There are around 20,000 realtors, and last month we only sold 3,288 houses and condos!  You can list your home for sale on the MLS for as little as $95, and every agent offers their own service/commission package for the consumers who are willing to shop around.

The main beefs:

  1. Commissions aren’t disclosed.  The realtor community will fight hard to keep the actual amount of our commissions private, but it’s not that big of a deal.  The buyer-agent commission is disclosed in every MLS listing, so it’s just the seller-side – which is disclosed, and agreed to, by the most important person – the seller!  But if they were disclosed to the general public, we’d probably find that there isn’t as much difference between traditional and discount agents as we thought.
  2. Commissions haven’t changed with higher pricing. An ivory-tower professor ranted on and on about this topic, and cited two ancient studies of other industries that weren’t applicable.

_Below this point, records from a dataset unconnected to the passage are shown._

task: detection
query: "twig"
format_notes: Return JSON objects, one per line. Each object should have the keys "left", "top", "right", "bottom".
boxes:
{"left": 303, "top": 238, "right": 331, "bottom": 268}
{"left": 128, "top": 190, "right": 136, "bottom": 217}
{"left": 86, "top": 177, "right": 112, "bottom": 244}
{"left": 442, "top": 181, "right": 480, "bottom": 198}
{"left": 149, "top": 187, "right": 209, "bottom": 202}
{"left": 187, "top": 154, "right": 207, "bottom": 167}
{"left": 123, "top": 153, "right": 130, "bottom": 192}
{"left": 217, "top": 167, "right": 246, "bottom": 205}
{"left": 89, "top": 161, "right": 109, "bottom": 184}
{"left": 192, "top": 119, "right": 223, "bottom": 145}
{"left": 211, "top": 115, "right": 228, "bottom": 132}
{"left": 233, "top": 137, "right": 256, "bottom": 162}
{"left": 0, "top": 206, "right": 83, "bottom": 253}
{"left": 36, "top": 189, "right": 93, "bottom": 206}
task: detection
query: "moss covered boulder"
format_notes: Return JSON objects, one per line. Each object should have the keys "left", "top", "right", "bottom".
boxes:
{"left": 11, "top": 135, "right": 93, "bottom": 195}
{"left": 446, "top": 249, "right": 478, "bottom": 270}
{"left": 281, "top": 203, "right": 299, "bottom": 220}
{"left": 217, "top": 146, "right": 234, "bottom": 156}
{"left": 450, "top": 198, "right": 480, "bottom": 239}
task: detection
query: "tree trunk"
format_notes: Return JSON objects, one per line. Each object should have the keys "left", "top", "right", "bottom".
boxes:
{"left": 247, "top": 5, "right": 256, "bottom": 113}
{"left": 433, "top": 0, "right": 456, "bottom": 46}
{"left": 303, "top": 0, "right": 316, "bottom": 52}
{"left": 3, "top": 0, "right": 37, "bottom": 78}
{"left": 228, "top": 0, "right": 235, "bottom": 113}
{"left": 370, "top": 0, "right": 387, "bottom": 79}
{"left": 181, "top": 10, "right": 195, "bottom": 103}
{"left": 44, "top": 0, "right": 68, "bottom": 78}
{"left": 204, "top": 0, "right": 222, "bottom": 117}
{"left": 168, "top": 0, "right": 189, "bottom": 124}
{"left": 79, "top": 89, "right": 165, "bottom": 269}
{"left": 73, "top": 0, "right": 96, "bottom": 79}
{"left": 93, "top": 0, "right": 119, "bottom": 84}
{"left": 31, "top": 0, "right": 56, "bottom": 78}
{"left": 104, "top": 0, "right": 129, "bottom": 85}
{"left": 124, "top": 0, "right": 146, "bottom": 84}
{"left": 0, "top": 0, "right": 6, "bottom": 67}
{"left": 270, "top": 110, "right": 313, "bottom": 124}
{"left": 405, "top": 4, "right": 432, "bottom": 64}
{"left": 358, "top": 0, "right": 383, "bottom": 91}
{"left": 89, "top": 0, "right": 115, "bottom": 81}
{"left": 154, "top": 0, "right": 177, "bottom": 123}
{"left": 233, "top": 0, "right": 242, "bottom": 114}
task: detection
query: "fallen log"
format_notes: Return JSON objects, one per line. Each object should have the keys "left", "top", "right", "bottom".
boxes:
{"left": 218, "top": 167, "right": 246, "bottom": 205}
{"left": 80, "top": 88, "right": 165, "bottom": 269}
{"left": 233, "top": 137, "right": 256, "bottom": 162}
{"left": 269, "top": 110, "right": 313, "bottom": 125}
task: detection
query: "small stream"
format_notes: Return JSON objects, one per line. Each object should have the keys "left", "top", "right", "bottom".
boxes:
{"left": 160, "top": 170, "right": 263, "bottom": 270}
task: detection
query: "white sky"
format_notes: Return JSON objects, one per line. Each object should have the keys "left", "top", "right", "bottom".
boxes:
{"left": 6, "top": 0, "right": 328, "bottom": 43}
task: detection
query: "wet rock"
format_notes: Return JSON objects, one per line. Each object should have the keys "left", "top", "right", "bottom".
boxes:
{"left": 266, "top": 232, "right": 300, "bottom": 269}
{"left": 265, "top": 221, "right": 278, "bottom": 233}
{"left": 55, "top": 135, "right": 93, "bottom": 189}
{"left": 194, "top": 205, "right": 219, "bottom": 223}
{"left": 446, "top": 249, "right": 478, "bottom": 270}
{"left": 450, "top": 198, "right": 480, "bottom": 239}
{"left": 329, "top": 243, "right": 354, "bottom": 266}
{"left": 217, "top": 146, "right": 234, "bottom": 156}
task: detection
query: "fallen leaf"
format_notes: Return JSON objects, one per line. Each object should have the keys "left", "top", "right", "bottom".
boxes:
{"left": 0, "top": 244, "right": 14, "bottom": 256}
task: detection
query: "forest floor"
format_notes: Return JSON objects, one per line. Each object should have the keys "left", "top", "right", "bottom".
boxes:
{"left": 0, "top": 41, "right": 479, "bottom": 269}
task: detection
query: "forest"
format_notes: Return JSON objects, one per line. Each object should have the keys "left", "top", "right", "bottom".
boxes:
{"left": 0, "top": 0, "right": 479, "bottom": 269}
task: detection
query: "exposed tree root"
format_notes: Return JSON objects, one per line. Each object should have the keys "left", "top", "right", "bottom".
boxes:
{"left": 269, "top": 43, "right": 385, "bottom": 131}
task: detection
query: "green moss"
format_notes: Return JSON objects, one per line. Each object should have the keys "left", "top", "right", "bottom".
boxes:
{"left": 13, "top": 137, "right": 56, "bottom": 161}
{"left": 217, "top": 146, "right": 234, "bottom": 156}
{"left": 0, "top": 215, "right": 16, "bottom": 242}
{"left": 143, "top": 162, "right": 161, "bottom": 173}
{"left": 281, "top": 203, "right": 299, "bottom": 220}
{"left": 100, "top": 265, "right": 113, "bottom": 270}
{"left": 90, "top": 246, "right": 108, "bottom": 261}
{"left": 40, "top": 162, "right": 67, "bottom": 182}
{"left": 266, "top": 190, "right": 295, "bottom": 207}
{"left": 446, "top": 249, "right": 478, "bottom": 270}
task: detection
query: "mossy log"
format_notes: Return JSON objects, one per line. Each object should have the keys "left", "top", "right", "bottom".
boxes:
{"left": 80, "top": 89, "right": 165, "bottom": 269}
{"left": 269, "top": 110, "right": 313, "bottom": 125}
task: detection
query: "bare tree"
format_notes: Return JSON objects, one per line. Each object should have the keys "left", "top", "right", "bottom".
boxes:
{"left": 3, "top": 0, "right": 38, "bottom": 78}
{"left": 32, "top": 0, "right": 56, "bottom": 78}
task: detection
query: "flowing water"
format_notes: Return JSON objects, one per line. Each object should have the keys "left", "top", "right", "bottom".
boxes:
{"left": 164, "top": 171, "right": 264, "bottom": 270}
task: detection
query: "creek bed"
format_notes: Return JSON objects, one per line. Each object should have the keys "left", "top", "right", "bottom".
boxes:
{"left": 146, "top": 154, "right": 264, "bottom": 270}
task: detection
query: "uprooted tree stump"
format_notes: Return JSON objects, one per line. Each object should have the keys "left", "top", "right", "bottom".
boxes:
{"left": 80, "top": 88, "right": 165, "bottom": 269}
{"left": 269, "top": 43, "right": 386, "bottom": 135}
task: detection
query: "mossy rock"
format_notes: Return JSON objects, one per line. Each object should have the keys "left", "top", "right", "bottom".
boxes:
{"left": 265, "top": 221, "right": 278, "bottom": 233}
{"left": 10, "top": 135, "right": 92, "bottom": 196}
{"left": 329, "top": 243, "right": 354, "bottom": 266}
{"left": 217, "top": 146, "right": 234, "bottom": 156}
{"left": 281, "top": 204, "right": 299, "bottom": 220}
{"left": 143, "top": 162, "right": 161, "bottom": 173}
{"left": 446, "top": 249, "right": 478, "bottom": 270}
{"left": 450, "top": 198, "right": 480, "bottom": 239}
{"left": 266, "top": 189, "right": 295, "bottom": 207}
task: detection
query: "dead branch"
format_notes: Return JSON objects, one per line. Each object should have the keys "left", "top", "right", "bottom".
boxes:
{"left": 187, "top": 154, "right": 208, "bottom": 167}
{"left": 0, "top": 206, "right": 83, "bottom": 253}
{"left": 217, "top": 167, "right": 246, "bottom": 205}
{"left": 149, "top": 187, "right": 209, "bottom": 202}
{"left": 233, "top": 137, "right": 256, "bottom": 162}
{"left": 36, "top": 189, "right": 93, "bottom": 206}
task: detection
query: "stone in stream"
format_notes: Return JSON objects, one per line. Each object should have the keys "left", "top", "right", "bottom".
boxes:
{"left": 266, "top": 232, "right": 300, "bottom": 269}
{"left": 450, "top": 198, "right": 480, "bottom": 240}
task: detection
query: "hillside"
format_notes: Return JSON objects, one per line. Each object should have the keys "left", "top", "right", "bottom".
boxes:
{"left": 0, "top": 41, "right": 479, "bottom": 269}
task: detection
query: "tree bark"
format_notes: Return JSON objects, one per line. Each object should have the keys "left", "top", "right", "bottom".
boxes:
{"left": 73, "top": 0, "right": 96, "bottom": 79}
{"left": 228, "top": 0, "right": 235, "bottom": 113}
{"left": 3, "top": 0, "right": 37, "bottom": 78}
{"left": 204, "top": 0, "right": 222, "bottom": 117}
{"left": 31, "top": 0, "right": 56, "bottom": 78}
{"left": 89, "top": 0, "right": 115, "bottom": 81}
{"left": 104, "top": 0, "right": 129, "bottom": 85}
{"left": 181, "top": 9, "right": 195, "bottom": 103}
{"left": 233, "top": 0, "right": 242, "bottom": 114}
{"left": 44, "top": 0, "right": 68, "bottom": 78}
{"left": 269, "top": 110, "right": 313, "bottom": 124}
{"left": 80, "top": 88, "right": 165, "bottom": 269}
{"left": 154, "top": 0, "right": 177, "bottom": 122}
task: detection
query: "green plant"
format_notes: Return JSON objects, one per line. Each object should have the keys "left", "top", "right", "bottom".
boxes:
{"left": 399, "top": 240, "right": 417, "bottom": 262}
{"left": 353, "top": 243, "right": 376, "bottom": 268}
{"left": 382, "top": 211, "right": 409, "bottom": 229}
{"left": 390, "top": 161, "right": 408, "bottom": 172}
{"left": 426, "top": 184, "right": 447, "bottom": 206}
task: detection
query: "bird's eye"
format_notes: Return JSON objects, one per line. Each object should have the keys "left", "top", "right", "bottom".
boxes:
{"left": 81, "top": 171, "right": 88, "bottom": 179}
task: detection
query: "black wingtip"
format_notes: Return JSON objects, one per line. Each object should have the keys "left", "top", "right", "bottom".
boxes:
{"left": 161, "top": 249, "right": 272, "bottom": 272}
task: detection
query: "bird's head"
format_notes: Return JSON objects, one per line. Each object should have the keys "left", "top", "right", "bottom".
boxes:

She needs to do a current study of actual commissions taken from the closing statements for accurate comparisons.
  3. Decouple the commissions, and have the buyers pay their own agent.  While this sounds like a great way to lower the buyer-side commission in theory, it ignores two critical facts.  A) Sellers are offering a reward, or bounty, to buyer-agents to sell their home, and should have every right to do that, and B) the likelihood of an agent being able to steer a buyer towards a home just because of a higher commission is extremely remote.  If the FTC didn’t agree, then publicly displaying the buyer-side commission could help, and allowing rebates pretty much covers it – no other change needed.

What wasn’t covered:

A. What you get for the money.  If the FTC and DOJ wanted to impose one thing to help the consumer, it would be requiring that every agent publish the exact services they provide for the money, and their actual recent experience in selling homes.  Realtors have fought every attempt at publishing the sales history of individual agents, but have somehow allowed Zillow to do it openly.  I think it’s time that consumers know the truth.

B. Enforcing the rules.  With no enforcement, there are no rules.  The FTC and DOJ could at least publish their opinions on pocket listings so agents know what is legal, and what’s not.

A couple of people mentioned that they should do another workshop with actual realtors working the street.  I’m available!